ReplyDeleteAnyhow, I like how you're thinking - I did give it some thought, but, as in the case of analytic cubism, I concluded, "Eh, that would be a lot of work."
Sinusoidal curves? I thought you'd be over that rhinovirus by now.
ReplyDeleteThis is an excellent introduction to approaches to pictorial space - well-chosen illustrations!
I love that Ingres painting. Both figures are weirdly distorted. Jupiter's body is enormous but his head is tiny. The bizarreness combined with a highly refined illusionistic classical painting style is proto-surrealistic.
Medieval tapestries could range from the Bayeux tapestry, which portrays the Norman invasion of Britain in a sort of linear comic strip, to the ornate Unicorn tapestries at the Cloisters. Both are interesting in their approach to narrative time as well as pictorial space.
I'm not sure analytic cubism is all that complicated - but maybe I don't understand it.

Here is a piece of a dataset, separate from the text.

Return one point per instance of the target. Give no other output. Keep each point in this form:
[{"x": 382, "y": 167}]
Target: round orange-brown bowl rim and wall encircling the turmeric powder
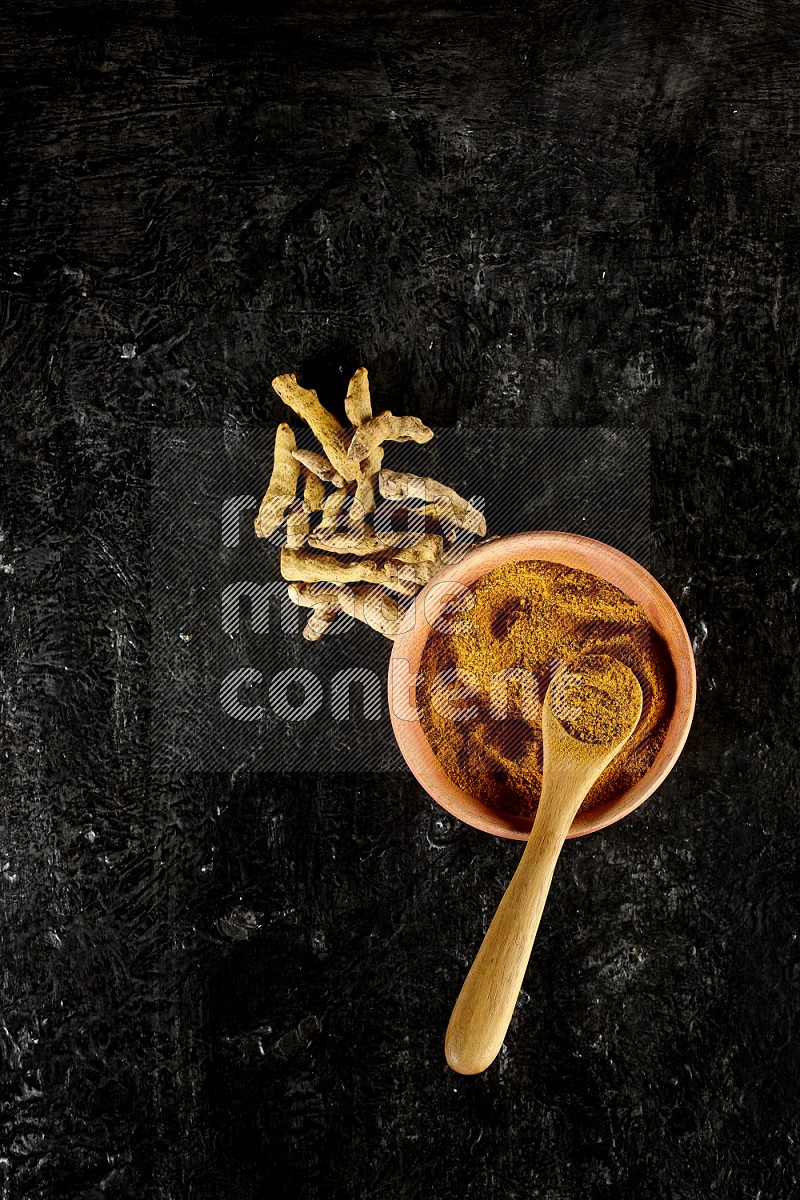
[{"x": 570, "y": 550}]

I think it just means any part of an object can be shown from whatever angle reveals it best. In a way that can be related to the Egyptian way of portraying the figure, where different parts of the body are always turned in their most iconic direction.
I am still honking up a sinus now and then, Fred. And by the way, given your immense knowledge of art and art history, I'm always happy when I write a post which you think is on point...
ReplyDeleteThe Ingres painting is very peculiar - although the tiny Zeus head relative to the body takes up a theme more subtly expressed in a lot of his paintings such as, for instance, that one odalisque lady. My friend Steve describes his people as beautiful monsters; saying that you just have to look for a while, and you realize how deeply strange they are.
I hadn't thought about Bayeux at all! I just read this hilarious article analyzing it from an information theory perspective:
http://www.theregister.co.uk/2011/03/27/bayeux_tapestry_archive/
I was thinking more about the unicorn tapestries and those tedious gaggles of knights in forests, when Jim raised the point above.
The question of time is a whole subject worth pursuing.
I don't know that the explicit theorizing by the analytic cubists themselves is all that complicated, not having read any of it, if it exists, but I stayed away from it because when I look at Picasso's analytic cubist stuff, I get a very strong sense of, "I haven't gotten it yet, but there is something very specifically here to be gotten." I've learned to trust those hunches, so until I can be bothered to make a rigorous study of the work, I want to keep my mouth (mostly) shut about it. There is something very interesting there.
The ancient Egyptian painters and sculptors were more concerned with teaching virtue. Plato, (see: Laws, book 2, 656-7,) explains. (The Athenian Stranger is speaking:) "Long ago they appear to have recognised the very principle of which we are now speaking---that their young citizens must be habituated to forms and strains of virtue. These they fixed, and exhibited the patterns of them in their temples; and no painter or artist is allowed to innovate upon them, or to leave the traditional forms and invent new ones. To this day, no alteration is allowed either in these arts, or in music at all. And you will find that their works of art are painted or moulded in the same forms which they had ten thousand year ago;---this is literally true and no exaggeration,---their ancient paintings and sculptures are not a whit better or worse than the work of today, but are made with just the same skill."